Le plus haut tribunal canadien a partagé l'opinion d'un juge d'instance précédente à l'effet qu'une déclaration du jeune accusé faite au policier était inadmissible.
Ecrivant au nom de quatre juges sur sept, le juge Morris Fish a émis l'opinion que les policiers ont la responsabilité de déterminer la capacité d'un jeune à bien comprendre leurs directives.
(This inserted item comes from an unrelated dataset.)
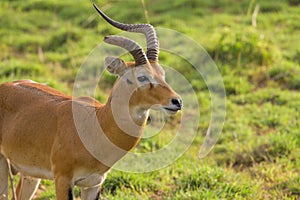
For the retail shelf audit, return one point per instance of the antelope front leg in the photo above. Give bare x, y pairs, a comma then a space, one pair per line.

"Avant de déterminer quels mots utiliser pour expliquer ses droits à un adolescent, les policiers doivent faire des efforts raisonnables pour déceler l'existence de facteurs importants, comme des troubles d'apprentissage et des démêlés antérieurs avec la justice", écrit le juge Fish.
Lorsque le juge au procès n'est pas convaincu que l'adolescent a bien compris son droit de consulter un avocat et un parent et de faire une déclaration en leur présence, ou encore qu'il a bien saisi les conséquences de sa renonciation à ces droits, la déclaration de l'adolescent ne doit pas être admise en preuve, peut-on également lire dans le jugement.